Now you can see everything easily using ssh's tab completion, and connect anywhere:
$ ssh do-prod- <hit TAB key twice>
do-prod-control-center do-prod-mongodb do-prod-load-balancer do-prod-nodejs2 do-prod-postgres-slave do-prod-blog
do-prod-control-center2 do-prod-landing-page do-prod-nodejs do-prod-postgres-master do-prod-redis
I have production and testing and I work in 10 different companies!
Simply create different configuration files under ~/.config/do_to_ssh_config/
, one for each use case of yours, like production.json
and testing.json
. It will be useful to have a different hostPrefix
for each use case.
Also, add the different markings in your ssh config file, e.g.:
# DO production
# /DO production
# DO testing
# /DO testing
Now if you run
$ python3 do_to_ssh_config.py production
it will go on and read from production.json
and write in the corresponding marking inside your ssh config.

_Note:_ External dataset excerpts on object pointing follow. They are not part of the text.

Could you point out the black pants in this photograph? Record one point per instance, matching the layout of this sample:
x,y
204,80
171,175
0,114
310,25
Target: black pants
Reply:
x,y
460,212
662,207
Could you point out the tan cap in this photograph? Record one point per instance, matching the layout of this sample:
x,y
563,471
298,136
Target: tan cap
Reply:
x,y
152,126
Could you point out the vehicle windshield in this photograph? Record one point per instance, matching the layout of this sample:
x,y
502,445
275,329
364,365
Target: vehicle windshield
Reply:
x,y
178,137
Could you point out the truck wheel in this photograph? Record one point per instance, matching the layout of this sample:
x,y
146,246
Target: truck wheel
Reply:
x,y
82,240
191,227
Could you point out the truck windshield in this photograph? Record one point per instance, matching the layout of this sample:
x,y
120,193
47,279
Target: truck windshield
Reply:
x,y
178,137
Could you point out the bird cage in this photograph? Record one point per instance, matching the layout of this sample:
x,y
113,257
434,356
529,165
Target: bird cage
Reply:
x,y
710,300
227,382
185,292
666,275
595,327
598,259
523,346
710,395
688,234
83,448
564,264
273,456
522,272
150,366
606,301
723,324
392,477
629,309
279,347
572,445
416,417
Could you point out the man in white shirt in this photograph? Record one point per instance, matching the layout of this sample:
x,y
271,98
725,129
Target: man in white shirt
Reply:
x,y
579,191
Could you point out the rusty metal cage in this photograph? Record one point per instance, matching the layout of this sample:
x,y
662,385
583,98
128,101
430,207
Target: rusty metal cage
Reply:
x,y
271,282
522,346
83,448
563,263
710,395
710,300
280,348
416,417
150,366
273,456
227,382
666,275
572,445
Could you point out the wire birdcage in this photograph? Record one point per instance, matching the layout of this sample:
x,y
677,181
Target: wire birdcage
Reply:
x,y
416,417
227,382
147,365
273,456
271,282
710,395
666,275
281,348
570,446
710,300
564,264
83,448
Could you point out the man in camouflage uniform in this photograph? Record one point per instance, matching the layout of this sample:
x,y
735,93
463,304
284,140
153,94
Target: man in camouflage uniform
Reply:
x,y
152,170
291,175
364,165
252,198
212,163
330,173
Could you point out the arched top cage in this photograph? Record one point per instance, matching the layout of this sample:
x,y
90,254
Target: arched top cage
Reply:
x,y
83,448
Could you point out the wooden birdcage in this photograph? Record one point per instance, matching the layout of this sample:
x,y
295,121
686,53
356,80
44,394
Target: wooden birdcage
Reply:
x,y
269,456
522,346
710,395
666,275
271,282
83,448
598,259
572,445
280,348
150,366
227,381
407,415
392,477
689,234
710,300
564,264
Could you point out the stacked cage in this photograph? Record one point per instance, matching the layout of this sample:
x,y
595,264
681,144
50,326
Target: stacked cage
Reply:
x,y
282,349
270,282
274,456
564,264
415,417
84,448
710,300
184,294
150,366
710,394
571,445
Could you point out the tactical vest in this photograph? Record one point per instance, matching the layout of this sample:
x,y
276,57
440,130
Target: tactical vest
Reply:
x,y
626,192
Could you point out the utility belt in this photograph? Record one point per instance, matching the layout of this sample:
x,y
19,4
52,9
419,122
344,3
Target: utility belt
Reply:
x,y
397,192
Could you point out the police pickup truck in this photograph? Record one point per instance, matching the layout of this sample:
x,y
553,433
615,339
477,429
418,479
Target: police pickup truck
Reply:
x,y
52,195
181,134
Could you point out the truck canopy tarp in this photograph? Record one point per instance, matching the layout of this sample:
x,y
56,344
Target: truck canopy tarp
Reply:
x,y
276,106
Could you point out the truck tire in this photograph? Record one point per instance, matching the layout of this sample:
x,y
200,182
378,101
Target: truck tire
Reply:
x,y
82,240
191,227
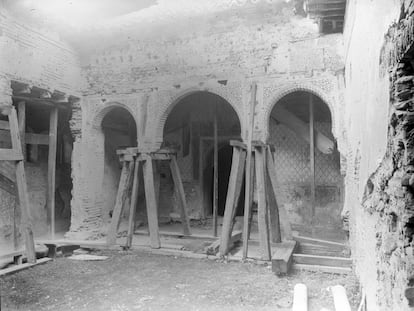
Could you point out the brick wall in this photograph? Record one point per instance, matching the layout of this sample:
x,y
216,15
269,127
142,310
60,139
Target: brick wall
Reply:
x,y
37,57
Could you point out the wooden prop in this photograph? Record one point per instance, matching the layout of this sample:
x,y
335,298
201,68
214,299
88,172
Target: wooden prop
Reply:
x,y
248,179
16,155
131,159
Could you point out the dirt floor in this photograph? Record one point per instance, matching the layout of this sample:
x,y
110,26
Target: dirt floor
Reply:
x,y
137,280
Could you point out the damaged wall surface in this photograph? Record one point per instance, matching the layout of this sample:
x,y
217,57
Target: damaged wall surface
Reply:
x,y
34,57
378,94
148,73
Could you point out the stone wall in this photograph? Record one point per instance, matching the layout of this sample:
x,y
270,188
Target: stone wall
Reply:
x,y
38,58
378,97
148,73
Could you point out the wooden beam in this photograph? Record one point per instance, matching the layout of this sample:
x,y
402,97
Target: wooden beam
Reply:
x,y
322,142
21,106
233,195
4,125
133,205
261,204
7,185
274,221
123,188
312,153
215,174
178,185
283,218
30,138
282,258
47,102
10,155
22,188
152,208
51,168
8,169
214,247
248,178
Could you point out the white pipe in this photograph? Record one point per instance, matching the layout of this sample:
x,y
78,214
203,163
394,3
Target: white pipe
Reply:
x,y
340,299
300,298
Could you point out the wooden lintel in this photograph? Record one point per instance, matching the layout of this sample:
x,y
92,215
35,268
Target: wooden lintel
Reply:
x,y
49,102
30,138
236,143
258,143
4,125
10,155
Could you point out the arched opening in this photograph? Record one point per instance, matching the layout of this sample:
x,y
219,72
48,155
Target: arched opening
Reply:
x,y
225,155
189,128
289,132
120,131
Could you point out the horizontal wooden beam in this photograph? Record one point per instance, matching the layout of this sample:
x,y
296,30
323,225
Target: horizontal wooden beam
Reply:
x,y
4,125
10,155
48,102
325,2
30,138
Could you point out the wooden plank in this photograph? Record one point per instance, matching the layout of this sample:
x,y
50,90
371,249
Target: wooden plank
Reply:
x,y
178,185
322,142
22,189
12,254
36,139
281,218
124,181
248,179
215,175
180,235
261,204
10,155
21,267
282,258
51,168
4,125
233,194
214,247
152,208
21,105
201,179
236,143
318,268
322,260
274,224
31,138
133,206
302,239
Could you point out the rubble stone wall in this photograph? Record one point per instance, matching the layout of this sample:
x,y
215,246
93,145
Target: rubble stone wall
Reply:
x,y
379,104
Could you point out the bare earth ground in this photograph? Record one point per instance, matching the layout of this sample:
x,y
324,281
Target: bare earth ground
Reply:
x,y
140,281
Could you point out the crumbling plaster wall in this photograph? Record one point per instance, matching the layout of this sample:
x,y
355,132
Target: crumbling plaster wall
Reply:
x,y
39,58
222,53
378,203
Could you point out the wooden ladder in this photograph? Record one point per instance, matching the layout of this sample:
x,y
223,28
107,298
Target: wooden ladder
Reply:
x,y
16,155
131,159
262,164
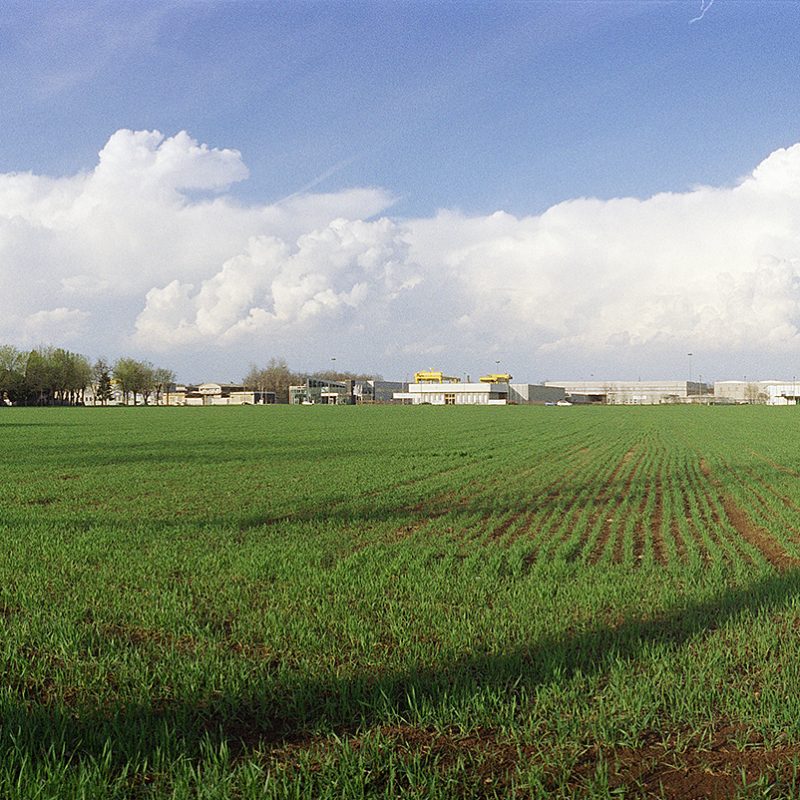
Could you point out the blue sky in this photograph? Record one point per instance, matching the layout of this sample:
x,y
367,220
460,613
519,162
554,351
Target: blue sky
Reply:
x,y
471,108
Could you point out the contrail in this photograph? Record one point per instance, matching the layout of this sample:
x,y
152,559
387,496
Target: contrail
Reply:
x,y
704,6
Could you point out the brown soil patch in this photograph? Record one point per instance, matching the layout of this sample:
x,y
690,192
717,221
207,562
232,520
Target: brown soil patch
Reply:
x,y
713,770
659,547
748,530
602,501
696,535
686,767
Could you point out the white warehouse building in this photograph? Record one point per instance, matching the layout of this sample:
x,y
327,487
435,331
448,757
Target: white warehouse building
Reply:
x,y
634,392
441,390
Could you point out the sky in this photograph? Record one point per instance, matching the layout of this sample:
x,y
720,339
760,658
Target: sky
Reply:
x,y
569,190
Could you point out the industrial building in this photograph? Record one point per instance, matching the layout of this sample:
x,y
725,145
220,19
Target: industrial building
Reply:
x,y
439,389
351,392
634,392
774,393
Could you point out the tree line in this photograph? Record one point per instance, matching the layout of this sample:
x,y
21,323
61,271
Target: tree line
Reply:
x,y
52,376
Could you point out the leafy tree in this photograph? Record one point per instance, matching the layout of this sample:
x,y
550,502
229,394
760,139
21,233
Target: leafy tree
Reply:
x,y
275,377
101,377
163,381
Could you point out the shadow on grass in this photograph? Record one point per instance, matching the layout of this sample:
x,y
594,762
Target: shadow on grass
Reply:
x,y
298,707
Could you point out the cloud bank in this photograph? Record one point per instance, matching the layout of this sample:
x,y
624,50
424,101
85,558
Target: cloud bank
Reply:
x,y
148,250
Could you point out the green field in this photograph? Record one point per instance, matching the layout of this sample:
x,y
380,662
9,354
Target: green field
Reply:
x,y
383,602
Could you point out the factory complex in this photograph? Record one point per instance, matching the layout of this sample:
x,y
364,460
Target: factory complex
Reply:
x,y
432,387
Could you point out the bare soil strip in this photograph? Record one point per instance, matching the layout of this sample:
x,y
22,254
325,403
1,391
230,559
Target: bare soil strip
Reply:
x,y
659,546
747,529
697,537
671,767
709,493
712,770
602,502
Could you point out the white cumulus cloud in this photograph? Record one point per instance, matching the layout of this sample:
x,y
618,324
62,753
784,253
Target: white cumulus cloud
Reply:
x,y
148,250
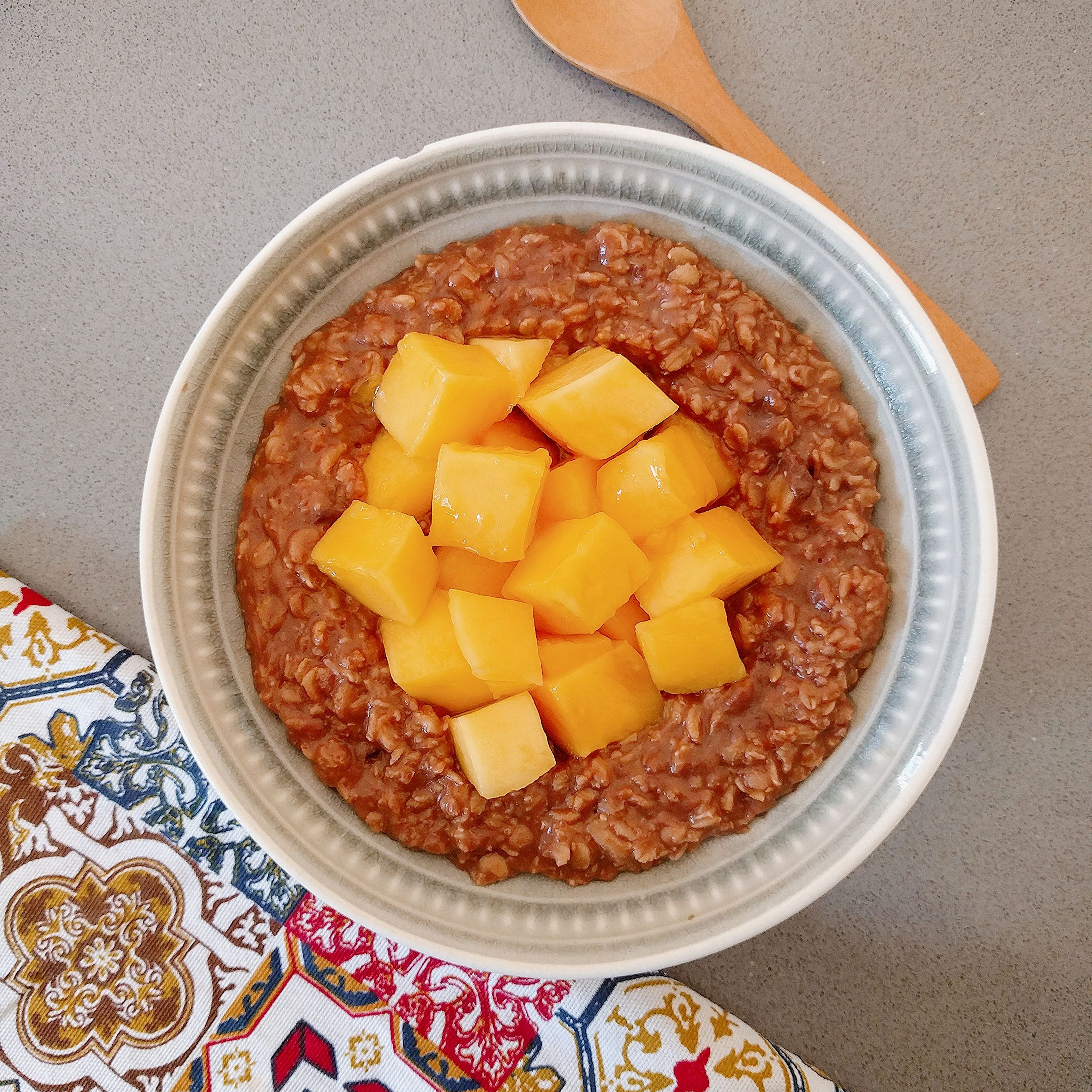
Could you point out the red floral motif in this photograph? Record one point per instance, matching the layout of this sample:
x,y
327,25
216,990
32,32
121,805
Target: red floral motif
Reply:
x,y
31,599
482,1021
692,1076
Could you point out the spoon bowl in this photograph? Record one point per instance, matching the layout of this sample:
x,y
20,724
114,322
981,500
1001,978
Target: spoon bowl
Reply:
x,y
649,47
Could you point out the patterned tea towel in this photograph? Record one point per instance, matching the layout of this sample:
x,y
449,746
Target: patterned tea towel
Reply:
x,y
150,945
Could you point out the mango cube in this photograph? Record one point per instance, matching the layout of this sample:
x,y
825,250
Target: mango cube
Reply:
x,y
714,553
560,654
436,391
690,648
599,701
468,572
503,747
497,637
650,486
486,499
425,660
381,558
686,434
398,481
621,625
571,492
577,574
522,356
595,403
517,432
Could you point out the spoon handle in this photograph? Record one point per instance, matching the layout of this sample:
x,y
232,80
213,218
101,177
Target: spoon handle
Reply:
x,y
684,83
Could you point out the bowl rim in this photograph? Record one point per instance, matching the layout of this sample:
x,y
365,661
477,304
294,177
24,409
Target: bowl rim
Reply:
x,y
979,629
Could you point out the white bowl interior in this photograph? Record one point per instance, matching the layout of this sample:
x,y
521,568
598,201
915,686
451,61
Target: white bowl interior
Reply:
x,y
936,510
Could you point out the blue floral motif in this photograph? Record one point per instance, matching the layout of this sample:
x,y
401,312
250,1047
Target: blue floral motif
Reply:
x,y
142,763
225,845
139,759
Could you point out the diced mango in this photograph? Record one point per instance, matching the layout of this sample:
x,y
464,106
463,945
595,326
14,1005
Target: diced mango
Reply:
x,y
649,488
560,654
381,558
690,648
571,492
708,448
436,393
714,553
497,637
503,747
397,480
577,574
517,432
621,626
595,403
470,572
425,660
599,701
522,356
486,499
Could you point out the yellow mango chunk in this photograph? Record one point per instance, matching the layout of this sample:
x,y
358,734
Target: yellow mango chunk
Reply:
x,y
595,403
425,660
571,492
577,574
522,356
470,572
486,499
621,625
517,432
650,486
497,637
503,747
714,553
599,701
690,436
398,481
560,654
381,558
436,391
690,648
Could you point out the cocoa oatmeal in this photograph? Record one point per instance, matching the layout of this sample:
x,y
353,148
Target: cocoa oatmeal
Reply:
x,y
807,482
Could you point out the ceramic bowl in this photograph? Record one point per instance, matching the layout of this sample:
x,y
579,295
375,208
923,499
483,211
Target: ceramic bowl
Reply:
x,y
937,511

And if you run
$ python3 do_to_ssh_config.py testing
it will go on and read from testing.json
and write in the corresponding marking.
Can I safely re-run the script any times I want?
Yes, provided that you haven't included any entries of yours between the markings you've specified in the configuration. Everything between the markings is deleted each time the script runs.